The ability to choose the cheapest available power source in real time is why grid operators say renewables are an important part of the same, increasingly flexible power system — not a separate system.

“We don’t have different systems; we have a portfolio of resources and capabilities that meet the needs of the system,” said Mark Rothleder, senior vice president and COO for the California Independent System Operator, in an interview. 

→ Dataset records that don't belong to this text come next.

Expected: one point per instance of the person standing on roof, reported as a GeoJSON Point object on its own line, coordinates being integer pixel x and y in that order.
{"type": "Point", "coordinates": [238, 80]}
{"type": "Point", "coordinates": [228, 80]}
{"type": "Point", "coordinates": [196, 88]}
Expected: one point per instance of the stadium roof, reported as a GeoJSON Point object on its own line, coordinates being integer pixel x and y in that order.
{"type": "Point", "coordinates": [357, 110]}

Of particular interest to the US, which under the Trump administration has made a major push to expand and lock in fossil fuels as the power of choice for global markets, indications are that the fastest growing economies are moving toward renewables.

Washington Post:

As President Donald Trump pressures world leaders to abandon the energy transition in favor of a U.S.-led fossil fuel resurgence, the status of India’s gas-fired power plants helps explain why his pitch isn’t getting much traction.

Half of that fleet in India is sitting idle. Although electricity demand is exploding, and the plants are designed to run for decades into the future, Indian officials have turned away from them. Their calculation: that renewable energy provides a cheaper and more reliable alternative.

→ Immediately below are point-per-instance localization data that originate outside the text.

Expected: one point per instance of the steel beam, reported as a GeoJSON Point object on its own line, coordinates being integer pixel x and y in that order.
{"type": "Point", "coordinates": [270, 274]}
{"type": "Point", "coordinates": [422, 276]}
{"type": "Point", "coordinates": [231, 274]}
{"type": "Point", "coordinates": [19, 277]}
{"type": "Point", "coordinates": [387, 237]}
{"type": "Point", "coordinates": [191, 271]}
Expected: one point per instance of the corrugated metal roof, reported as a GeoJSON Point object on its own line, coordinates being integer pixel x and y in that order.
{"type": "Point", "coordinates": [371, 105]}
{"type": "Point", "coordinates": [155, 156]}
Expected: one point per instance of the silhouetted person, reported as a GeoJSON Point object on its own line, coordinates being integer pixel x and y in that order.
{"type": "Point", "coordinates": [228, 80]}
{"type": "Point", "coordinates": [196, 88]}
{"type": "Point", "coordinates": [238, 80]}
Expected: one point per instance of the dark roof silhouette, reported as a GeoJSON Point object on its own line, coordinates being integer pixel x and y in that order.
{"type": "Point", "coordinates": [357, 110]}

“And you don’t have to depend on overseas nations for fuel,” said Sumant Sinha, CEO of ReNew, one of India’s largest renewable energy companies.

5 thoughts on “Why Markets Keep Choosing Renewables”


  1. Other countries’ nukes are lower in capacity factor/ELCC because they’re more flexible, but that’s actually a serious drawback for us reactors. New nukes are already the most expensive source of energy and it would be difficult and even more expensive to make them more flexible with storage (which is relentlessly attacked by fossil and fissile fuel proponents but only when it’s used with renewables. Funny, that.)

    Like coal burners, most us nukes are losing money, and to try to minimize that, they tend to run all out all the time—except when refueling, melting down, crashing en masse in safety emergencies a la France, or remaining unbuilt because cost-overrun construction is delayed by years or decades a la Flamingville, Hinkey Point, Olkiluoto, Vogtle, VC Summers, and others. OTOH, the lack of flexibility is also a problem as it makes it difficult and more expensive to build any more than nadir demand demands.

    The wind is always blowing; the sun is always shining. Wind and solar in particular but also efficiency and wiser lives are the cheapest sources of energy almost everywhere in the world whether particular W&S facilities are providing energy at any one time or not. And they’re getting cheaper, at roughly 1% a year, or more than 10% per decade.
    Efficiency has replaced more fossil fuels than any other source, btw, according to Amory Lovins.


  2. “Outsized impacts from any single [source]”
    IOW, sudden massive unexpected shutdowns? They don’t happen with decentralized distributed-generation renewables like onshore, offshore and near-shore wind, solar PV, CSP, geothermal, and tidal.


    1. It’s a start. But in the face of the multiple moving targets of climate catastrophe damage, the world needs to vastly diversify the crops it depends on and the varieties it uses.

      That doesn’t meet the needs of horizontally, vertically, and internationally integrating corporations, but that’s just one more reason to ditch that model.